What to look for in the first week
Once the logs exist, patterns show up quickly.
I would start with these views:
- prompt versions with the most check failures
- latency spikes by model
- token outliers that suggest bloated context
- calls with missing or low-value retrieval context
- failure rate before and after prompt changes
You do not need a fancy dashboard immediately.
A few scripts over structured logs can already tell you a lot.
A practical example
Suppose your support assistant suddenly starts producing long, vague replies.

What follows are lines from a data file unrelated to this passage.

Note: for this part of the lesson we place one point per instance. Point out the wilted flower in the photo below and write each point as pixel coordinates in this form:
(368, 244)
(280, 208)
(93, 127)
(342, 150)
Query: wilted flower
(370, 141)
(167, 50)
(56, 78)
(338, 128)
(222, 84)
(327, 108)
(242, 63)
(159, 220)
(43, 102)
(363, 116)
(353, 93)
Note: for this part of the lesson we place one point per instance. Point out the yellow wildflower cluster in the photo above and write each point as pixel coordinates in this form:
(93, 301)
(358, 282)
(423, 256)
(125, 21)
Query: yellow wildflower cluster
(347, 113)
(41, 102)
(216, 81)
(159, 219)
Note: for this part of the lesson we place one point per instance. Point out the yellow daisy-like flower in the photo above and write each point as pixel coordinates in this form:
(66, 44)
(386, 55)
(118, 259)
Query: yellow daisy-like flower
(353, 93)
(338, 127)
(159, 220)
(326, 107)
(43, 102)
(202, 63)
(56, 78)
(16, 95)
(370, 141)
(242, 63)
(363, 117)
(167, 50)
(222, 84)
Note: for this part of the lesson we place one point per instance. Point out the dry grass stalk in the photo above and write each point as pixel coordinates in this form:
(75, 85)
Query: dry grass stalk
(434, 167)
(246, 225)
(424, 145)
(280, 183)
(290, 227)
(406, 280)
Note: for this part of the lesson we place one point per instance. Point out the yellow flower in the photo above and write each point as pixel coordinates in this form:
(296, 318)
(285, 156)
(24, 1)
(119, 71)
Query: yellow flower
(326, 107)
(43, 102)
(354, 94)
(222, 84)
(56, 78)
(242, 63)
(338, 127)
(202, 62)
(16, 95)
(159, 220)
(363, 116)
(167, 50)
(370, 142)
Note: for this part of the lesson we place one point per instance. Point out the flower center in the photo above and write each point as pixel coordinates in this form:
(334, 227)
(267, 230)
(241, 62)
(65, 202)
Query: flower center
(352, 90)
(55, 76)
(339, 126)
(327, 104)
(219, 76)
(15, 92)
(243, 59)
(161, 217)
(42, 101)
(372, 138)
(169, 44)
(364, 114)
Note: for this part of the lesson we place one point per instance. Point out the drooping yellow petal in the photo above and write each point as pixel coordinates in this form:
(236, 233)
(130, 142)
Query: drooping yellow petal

Without observability, you guess:
- maybe the model changed
- maybe the retrieval is worse
- maybe the prompt was edited
- maybe users are asking weirder questions
With observability, you can check:
- prompt version changed from
support_reply@a13f2dtosupport_reply@b48e91 - average retrieved chunk count dropped from 5 to 1
- JSON schema failures increased after the prompt edit
- token usage doubled because the new prompt added verbose examples
That turns a spooky production issue into a normal debugging session.
Build a tiny debug bundle
When something goes wrong, collect a small incident bundle:
trace_idprompt_idprompt_version- sanitized inputs
- retrieval IDs and excerpts
- output text
- checks and scores
That bundle makes it much easier for engineers, product people, and reviewers to talk about the same failure without guessing.
Closing
Prompting gets most of the attention.
Observability is what makes iteration safe.
If you can answer:
- what ran
- with which inputs
- using which context
- at what cost
- and whether it passed simple checks
then your AI feature stops feeling mysterious.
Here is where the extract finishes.